原文・書き下し文の前の数字と現代語訳の前の数字が異なるため違うこともあるが、原文・書き下し文に対応する現代語訳をすぐ下に載せている。引用文は緑の点線で囲っている。
2022年7月19日 椿 耕太郎
論語の中での未知のものに対する考え方は無理に触らない。未知のものをどんどん無理矢理にでも開いていく西洋から始まった科学技術文明の考え方とは違う。論語の考え方では今のような科学技術は発達しなかっただろう。そして、今のような環境問題もなかったかもしれない。そう思わされた部分を抜き出した。
六之二十の前半部分の「知」についての記述が、理解できない自然現象「鬼神」は遠ざけるととれるだろう。科学は子のいう「知」ではないのだろうか。分かってしまえば「鬼神」ではなくなるのだろうか。科学技術が原子力のように人が扱うには強すぎる「鬼神」となってしまっているようにも思える。
七之二十も六之二十と同じで、「怪」と「神」が六之二十の「鬼神」にあたるとみていいだろう。語ることすらしない。

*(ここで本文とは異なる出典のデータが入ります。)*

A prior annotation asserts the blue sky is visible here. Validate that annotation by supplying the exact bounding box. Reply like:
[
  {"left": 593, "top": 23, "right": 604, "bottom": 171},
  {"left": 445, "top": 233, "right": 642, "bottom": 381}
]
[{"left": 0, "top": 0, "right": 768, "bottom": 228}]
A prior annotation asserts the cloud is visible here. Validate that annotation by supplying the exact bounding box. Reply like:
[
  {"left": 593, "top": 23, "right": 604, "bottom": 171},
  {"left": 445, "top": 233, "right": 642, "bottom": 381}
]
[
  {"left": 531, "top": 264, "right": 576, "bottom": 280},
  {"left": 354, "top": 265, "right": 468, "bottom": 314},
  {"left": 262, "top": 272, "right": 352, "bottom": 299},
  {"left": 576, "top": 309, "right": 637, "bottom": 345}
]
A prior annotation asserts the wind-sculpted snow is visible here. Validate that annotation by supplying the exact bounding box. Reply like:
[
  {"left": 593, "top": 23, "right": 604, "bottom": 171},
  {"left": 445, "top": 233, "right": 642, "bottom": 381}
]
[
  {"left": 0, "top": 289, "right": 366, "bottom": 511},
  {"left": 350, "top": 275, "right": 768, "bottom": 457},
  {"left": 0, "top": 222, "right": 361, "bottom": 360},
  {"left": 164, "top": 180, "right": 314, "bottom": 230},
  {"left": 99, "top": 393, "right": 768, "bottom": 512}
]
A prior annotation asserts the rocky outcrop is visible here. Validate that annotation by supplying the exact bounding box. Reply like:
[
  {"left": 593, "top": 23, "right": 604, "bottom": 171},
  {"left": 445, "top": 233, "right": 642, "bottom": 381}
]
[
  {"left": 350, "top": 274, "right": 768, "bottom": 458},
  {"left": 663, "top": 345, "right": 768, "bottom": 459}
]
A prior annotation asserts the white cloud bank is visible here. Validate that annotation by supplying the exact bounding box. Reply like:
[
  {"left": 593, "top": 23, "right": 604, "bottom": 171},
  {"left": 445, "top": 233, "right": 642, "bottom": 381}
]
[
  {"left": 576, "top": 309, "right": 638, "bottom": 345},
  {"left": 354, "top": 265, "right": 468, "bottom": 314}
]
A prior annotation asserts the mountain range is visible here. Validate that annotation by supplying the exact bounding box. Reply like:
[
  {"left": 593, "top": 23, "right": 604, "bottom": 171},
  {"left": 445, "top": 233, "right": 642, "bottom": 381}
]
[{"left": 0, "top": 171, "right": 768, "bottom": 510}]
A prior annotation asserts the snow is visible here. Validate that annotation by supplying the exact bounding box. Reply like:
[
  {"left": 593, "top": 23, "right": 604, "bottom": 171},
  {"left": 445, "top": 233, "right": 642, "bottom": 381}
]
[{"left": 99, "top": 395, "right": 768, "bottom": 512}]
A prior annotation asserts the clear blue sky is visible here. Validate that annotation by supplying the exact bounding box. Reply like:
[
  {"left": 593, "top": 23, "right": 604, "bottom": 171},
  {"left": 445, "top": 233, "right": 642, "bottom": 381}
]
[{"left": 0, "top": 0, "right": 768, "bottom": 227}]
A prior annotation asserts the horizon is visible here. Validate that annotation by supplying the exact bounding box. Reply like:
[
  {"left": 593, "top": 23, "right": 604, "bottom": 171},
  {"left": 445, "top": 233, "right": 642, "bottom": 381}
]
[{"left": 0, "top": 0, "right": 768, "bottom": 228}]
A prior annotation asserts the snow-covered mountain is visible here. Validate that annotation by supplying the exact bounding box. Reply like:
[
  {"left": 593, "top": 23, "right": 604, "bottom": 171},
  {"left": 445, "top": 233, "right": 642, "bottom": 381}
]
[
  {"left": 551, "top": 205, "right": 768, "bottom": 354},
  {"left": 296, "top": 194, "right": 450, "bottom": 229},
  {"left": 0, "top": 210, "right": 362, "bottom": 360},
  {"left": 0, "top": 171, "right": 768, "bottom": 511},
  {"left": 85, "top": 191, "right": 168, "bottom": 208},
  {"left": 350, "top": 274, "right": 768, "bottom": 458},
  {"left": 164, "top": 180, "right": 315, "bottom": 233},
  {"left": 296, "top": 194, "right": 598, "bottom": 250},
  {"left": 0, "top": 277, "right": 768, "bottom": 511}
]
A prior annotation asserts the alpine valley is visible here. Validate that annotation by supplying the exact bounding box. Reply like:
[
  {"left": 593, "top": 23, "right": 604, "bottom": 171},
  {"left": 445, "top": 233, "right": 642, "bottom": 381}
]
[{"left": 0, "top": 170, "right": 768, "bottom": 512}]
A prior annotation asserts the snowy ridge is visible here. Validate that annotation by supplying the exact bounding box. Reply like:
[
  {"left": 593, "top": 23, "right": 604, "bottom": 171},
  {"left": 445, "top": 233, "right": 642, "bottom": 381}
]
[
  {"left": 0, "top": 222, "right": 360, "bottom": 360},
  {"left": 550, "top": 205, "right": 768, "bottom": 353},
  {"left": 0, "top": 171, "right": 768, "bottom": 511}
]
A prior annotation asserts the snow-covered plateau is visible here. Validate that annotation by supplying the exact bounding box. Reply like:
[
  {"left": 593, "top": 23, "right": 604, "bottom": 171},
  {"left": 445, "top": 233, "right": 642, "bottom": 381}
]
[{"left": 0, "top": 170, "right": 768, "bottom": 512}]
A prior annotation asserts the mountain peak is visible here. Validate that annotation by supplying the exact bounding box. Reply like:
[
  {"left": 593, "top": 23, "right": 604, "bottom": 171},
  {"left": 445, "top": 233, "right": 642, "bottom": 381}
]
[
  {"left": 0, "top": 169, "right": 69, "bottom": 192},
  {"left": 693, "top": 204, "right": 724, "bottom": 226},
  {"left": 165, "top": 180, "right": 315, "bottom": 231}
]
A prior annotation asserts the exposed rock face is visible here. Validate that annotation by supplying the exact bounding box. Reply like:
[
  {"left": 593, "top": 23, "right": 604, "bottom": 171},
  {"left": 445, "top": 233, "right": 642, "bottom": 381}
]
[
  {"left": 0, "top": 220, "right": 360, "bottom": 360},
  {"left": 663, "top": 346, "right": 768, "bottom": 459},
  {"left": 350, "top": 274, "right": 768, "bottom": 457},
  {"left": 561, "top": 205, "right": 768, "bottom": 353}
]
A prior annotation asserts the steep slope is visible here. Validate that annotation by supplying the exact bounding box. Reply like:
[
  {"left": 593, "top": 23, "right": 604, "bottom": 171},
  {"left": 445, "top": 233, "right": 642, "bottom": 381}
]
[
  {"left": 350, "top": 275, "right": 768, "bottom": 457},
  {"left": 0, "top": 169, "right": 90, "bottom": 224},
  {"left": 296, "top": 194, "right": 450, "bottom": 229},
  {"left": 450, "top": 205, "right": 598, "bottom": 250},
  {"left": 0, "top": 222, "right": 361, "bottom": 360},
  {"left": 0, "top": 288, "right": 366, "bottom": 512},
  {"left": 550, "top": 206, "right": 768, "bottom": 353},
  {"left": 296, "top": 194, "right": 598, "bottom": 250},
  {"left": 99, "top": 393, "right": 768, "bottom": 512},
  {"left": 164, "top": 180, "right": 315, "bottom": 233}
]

十一之十一は他の二つ(六之二十と七之二十)とは少し受ける感じが違う。まったく分からないことより分かることから手をつける。非常に現実的。
六之二十
樊遲問知。子曰、「務民之義、敬鬼神而遠之、可謂知矣。」問仁。曰、「仁者先難而後獲、可謂仁矣。」
樊遲知を問ふ。子曰く、民の義を務め、鬼神を敬して之を遠ざくるを、知と謂ふ可し。仁を問ふ。曰く、仁者は難きを先にして獲るを後にす、仁と謂ふ可しと。
二〇(一三九)
樊遅 が「知」について先師の教えを乞うた。先師がこたえられた。――
「ひたすら現実社会の人倫の道に精進して、超自然界の霊は敬して遠ざける、それを知というのだ。」
樊遅はさらに「仁」について教えを乞うた。先師がこたえられた。――
「仁者は労苦を先にして利得を後にする。仁とはそういうものなのだ。」
七之二十
子不語、怪、力、亂、神。
子怪・力・亂・神を語らず。
二〇(一六七)
先師は、妖怪変化 とか、腕力沙汰とか、醜聞とか、超自然の霊とか、そういったことについては、決して話をされなかった。
十一之十一
季路問事鬼神、子曰、「未能事人、焉能事鬼。」「敢問死。」曰、「未知生、焉知死。」
季路鬼神に事へむことを問ふ。子曰く、未だ人に事ふること能はず、爲んぞ能く鬼に事へむ。敢て死を問ふ。曰く、未だ生を知らず、爲んぞ死を知らむ。
一一(二六四)
季路が鬼神に仕える道を先師にたずねた。先師がこたえられた。――
「まだ人に仕える道もわからないで、どうして鬼神に仕える道がわかろう。」
季路がかさねてたずねた。――
「では、死とは何でありましょうか。」
すると先師がこたえられた。――
「まだ生が何であるかわからないのに、どうして死が何であるかがわかろう。」